Michael Tanner

Betraying Berg

issue 11 March 2006

When Berg’s great tragic masterpiece Wozzeck opened at the Royal Opera in 2002 in Keith Warner’s production, I was more angry and depressed than I have ever been in an opera house. The utter betrayal of everything that Berg, who included in his score extremely detailed specifications as to how it should be staged, indicated, to convey the intense pain of his vision of degradation, made me feel that it should be possible to instigate criminal proceedings on behalf of works and composers subject to such gross abuse. Warner, I felt, treated Wozzeck just as everyone in the opera treats Wozzeck, but whereas Berg writes an overpowering elegy for him, there was nothing that the work could do except suffer at the hands of this butchery, in common with many masterworks of the operatic repertoire. Only a stern sense of critical duty, and a feeling that I may have missed something, since the production received such warm general praise, led me to go and see it in this its first revival. The production remains the same in most respects, certainly in its broad outlines, though there are a few changes, I think, and they struck me as being for the better. It is, nonetheless, deplorable for the most part, since it is built on a ‘concept’ which ensures alienation from the action.

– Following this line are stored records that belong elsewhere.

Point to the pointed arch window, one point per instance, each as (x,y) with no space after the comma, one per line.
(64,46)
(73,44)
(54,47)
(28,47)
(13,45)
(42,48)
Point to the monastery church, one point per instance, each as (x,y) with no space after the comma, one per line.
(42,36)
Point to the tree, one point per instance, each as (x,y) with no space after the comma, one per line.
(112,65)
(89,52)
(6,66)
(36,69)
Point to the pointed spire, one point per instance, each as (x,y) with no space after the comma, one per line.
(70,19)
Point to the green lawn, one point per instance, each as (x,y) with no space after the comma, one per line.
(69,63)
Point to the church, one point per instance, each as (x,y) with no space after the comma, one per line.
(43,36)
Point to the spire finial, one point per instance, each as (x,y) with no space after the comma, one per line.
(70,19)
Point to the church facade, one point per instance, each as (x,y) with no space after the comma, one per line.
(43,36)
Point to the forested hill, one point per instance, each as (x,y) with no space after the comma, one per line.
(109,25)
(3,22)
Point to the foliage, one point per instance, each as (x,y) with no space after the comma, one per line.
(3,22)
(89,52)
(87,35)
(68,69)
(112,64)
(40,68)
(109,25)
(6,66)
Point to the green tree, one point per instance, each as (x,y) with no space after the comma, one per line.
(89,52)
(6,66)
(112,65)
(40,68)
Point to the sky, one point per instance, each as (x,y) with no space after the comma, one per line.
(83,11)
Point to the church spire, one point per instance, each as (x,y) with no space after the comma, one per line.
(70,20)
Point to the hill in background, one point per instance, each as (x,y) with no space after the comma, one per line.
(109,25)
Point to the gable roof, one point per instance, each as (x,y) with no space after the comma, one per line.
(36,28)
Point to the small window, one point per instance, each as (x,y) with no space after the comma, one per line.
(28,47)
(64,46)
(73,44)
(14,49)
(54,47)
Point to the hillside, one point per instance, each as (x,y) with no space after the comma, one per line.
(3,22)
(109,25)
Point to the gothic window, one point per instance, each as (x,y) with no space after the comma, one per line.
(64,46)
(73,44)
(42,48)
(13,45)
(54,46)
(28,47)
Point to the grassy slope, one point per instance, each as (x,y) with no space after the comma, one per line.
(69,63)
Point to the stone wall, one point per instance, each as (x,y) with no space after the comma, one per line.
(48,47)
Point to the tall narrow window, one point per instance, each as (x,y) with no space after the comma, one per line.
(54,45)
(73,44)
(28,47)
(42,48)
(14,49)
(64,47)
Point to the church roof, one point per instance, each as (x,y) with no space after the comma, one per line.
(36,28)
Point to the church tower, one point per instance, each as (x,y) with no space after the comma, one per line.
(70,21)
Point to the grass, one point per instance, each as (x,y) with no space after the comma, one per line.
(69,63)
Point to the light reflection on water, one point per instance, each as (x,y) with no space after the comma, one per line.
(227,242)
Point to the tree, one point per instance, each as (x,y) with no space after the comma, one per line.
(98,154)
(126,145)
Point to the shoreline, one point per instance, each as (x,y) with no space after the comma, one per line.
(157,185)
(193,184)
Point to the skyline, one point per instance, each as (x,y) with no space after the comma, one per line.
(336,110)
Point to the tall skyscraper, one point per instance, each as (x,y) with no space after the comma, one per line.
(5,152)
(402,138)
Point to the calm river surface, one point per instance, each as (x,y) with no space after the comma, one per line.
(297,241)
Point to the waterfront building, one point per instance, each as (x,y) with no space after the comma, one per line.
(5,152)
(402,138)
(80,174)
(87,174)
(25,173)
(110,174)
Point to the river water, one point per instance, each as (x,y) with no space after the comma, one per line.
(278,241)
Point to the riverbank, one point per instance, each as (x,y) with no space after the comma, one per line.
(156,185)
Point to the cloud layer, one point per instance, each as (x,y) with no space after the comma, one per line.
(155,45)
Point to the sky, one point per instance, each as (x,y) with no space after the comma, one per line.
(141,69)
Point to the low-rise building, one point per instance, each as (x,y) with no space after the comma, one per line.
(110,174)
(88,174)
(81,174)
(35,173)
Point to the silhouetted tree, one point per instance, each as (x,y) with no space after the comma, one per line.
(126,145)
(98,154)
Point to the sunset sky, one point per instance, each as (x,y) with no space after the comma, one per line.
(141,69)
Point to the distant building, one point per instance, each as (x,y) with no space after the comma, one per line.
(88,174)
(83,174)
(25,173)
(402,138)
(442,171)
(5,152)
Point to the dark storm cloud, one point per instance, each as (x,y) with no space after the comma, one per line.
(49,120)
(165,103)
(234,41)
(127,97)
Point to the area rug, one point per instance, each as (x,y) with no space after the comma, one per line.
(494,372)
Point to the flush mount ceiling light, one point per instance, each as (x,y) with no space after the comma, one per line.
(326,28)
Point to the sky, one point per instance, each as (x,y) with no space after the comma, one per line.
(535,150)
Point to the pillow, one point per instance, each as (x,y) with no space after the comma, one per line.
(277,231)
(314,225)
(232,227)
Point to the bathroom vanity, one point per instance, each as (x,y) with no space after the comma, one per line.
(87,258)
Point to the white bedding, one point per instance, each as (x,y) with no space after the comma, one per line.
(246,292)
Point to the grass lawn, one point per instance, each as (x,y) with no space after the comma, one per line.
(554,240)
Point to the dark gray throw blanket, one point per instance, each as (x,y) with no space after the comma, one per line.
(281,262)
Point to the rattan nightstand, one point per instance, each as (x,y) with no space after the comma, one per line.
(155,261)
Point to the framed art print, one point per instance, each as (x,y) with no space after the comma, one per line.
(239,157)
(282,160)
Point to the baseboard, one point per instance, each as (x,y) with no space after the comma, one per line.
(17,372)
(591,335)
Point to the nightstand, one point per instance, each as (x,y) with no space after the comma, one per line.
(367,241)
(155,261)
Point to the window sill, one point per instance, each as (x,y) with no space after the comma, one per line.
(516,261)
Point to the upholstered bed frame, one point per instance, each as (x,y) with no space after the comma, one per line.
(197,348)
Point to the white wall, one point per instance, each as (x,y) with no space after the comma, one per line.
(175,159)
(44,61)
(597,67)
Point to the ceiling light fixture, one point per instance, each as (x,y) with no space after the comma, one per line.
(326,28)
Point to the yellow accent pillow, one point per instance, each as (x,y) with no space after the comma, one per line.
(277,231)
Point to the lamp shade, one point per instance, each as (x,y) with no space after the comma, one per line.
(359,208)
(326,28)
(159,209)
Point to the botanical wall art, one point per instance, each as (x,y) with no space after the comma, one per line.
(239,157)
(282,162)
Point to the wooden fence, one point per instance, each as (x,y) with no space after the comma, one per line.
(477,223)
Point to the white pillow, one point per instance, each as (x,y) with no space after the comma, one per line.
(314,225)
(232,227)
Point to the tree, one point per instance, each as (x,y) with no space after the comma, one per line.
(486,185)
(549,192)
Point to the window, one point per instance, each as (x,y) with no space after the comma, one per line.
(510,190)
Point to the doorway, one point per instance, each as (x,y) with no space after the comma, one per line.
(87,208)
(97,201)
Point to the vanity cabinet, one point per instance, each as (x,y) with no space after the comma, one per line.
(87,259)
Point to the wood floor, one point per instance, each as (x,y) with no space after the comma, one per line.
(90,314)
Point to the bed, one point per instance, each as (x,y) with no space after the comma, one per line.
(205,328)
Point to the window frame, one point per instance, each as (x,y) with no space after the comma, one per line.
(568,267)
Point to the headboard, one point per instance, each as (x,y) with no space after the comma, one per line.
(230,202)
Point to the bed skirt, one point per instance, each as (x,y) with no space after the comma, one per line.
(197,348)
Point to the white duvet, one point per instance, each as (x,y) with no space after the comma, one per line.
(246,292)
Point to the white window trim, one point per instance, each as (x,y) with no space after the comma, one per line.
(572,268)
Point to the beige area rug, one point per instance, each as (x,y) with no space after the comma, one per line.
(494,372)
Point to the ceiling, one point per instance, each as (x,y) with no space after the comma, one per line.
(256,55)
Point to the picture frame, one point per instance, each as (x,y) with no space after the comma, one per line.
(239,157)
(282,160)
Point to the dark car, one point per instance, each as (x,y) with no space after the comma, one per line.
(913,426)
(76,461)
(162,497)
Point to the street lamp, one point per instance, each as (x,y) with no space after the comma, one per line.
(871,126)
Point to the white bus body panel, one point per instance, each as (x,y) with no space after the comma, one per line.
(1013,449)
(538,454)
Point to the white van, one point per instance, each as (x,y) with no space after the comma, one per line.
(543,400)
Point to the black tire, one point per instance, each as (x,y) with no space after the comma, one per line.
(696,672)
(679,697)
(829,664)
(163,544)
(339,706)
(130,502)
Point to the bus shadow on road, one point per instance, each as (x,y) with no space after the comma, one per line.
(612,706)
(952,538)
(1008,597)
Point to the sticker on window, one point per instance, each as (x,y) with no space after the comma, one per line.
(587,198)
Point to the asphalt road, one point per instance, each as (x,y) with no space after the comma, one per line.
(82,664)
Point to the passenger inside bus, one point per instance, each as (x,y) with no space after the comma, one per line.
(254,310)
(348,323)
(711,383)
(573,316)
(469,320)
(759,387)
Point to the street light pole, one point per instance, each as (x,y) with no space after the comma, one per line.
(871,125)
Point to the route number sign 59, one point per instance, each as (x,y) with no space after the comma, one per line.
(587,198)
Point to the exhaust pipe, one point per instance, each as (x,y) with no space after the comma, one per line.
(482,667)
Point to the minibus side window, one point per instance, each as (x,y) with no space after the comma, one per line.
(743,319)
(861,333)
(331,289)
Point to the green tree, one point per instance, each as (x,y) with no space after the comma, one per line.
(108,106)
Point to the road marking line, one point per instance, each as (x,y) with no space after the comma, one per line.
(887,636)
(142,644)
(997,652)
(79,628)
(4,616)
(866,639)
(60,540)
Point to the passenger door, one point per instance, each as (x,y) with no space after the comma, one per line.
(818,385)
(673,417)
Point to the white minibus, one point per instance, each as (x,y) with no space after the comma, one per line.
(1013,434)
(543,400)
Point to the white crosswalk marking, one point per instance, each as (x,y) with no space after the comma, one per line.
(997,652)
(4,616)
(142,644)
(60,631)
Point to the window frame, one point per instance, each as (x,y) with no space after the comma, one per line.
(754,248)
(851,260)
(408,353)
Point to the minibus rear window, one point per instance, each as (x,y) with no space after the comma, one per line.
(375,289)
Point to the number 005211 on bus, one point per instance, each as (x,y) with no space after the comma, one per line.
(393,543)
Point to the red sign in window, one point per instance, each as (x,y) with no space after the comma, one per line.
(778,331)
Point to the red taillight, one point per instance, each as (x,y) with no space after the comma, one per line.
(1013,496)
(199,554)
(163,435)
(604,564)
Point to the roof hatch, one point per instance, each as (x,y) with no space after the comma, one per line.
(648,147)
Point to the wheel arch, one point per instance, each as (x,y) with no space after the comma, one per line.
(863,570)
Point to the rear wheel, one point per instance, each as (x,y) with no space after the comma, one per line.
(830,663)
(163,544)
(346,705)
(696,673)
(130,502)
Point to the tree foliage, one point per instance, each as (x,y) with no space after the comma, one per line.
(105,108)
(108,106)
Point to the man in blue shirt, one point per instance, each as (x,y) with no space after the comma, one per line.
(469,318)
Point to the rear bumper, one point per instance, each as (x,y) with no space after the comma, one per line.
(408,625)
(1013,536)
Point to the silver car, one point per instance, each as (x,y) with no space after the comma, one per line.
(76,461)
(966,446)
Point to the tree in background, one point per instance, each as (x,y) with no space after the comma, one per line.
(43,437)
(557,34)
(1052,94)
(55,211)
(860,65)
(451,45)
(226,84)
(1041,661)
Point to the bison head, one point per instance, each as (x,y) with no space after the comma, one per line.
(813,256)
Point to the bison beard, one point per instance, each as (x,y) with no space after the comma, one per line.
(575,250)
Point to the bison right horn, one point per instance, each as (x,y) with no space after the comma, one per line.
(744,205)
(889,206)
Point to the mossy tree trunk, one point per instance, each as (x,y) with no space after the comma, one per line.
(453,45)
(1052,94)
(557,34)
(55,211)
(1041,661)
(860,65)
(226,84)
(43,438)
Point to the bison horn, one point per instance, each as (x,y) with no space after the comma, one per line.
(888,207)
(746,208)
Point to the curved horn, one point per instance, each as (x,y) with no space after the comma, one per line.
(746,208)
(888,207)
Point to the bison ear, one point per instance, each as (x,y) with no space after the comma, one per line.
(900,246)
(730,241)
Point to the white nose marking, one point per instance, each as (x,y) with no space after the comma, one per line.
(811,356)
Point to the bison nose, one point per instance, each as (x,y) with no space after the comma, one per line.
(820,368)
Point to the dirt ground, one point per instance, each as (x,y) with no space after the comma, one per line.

Set in off-white panelling, the suggestion is of a laboratory, though on the left of the stage there is the small accommodation of Marie and her child. The child, played with astonishing aplomb by the eight- or nine-year-old Remi Manzi, is on stage as we enter the auditorium, and throughout the entire action. He witnesses anal sex between his mother and the Drum Major; he fails to toddle off at the end to see his mother’s body, because he is already absorbed in looking at his father’s corpse in one of the four tanks that constitute the most prominent scenery — so those chilling children’s cries at the end, as they play hopscotch, and someone says to him, ‘You, your mother is dead,’ make no effect.